- Comune di Lascari
- Lascari Location within Italy Lascari Location within Sicily
- Coordinates: 38°0′N 13°56′E﻿ / ﻿38.000°N 13.933°E
- Country: Italy
- Region: Sicily
- Metropolitan city: Palermo (PA)

Area
- • Total: 10.4 km^{2} (4.0 sq mi)

Population (April 2019)
- • Total: 3,635
- • Density: 350/km^{2} (905/sq mi)
- Demonym: Lascaresi
- Time zone: UTC+1 (CET)
- • Summer (DST): UTC+2 (CEST)
- Postal code: 90010
- Dialing code: 0921
- Website: Official website

= Lascari =

Lascari (Sicilian: Làschiri) is a comune (municipality) in the Metropolitan City of Palermo in the Italian region Sicily, located about 50 km east of Palermo.
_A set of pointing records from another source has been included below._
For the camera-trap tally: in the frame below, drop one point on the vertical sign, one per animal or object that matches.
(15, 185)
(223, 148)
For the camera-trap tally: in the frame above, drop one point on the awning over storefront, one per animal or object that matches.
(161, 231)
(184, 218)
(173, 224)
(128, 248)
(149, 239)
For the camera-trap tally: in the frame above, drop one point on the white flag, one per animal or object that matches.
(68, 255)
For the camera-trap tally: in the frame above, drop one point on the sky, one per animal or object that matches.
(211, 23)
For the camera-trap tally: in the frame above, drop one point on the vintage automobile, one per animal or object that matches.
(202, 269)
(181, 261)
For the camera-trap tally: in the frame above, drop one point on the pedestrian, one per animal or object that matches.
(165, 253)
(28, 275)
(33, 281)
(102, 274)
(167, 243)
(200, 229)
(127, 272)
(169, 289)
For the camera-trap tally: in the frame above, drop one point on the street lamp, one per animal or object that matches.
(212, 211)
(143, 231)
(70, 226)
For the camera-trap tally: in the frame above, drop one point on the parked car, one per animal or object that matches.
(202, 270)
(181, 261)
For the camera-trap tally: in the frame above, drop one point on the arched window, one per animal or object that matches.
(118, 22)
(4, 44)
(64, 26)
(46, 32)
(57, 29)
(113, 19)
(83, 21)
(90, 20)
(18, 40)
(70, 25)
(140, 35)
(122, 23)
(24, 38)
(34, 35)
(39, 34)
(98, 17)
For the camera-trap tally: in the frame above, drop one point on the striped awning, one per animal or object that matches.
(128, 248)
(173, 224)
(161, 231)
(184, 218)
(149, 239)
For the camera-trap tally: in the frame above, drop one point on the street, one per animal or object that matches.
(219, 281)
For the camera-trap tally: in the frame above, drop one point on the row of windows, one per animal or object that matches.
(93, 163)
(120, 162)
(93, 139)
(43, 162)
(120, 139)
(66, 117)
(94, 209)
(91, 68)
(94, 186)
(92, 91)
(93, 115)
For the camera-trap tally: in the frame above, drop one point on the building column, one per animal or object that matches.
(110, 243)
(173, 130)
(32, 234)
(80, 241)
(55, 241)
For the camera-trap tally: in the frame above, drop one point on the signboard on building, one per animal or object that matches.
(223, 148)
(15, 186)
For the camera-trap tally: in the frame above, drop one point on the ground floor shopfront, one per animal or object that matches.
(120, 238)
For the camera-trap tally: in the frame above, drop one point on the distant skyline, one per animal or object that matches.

As of 30 November 2016, it had a population of 3,602 and an area of 10.4 km2.

Lascari borders the following municipalities: Campofelice di Roccella, Cefalù, Collesano, Gratteri.

==History==

In 1693, a group of peasants moved from Gratteri in the mountains, to a zone near the sea. They began to build houses around an existing bell tower. Baron Gaetano Ventimiglia gave the new hamlet the name of Lascari, in honor of his descent from the strain of Lascari's emperors of Constantinople. In 1840 Lascari became independent from Gratteri and in 1890 the right to a territory was granted but only in 1924 the town obtained it. Today the territory is about 10.4 km2 with a population of 3,500. Lascari is located 50 km east of Palermo, the capital city of Sicily. During these last years a lot of detached or semi-detached houses have been built near the beaches, so in the summer a lot of holiday-makers come here from Palermo or other towns in the centre of Sicily. The town hall is in "Aldo Moro" square.